I count the months in my head, end of April at the Mexican border, middle of September touching Canada. It’s taken me an extra twenty days this time. Maybe it was the hard terrain in Norway. Maybe it was the difference between walking into the expanding days of summer instead of the shrinking days of winter. Maybe it’s not fearing that the next snowstorm is hanging over me, ready to slice away the end. Maybe I’m just older and not as strong. Or maybe it’s knowing that this is not the end, that this is Frankfurt, not Waterton Lake, that I have so many more steps to go, that I can’t arrive here thin and worn out, that tomorrow I’ll have to wake up and walk again.

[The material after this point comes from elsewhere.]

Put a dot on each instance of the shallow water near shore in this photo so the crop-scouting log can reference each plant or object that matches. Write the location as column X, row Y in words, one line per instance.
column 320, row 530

I’ll walk the next day too and the next and the next and at least a hundred after that. Maybe that cost me the extra twenty days. But today it doesn’t matter, today I just took another step, and another, and kept walking until Frankfurt faded away behind me, the light disappeared, and I closed my eyes to rest for tomorrow.
I drifted off thinking of Waterton, of sitting alone by that monument at the border, of the sunshine and blue skies overhead, of reading back through my journal, reading back through the three-thousand miles between Mexico and Canada.
“Now you’ve gone farther than that,” I told myself. “Farther than you’ve ever gone before.”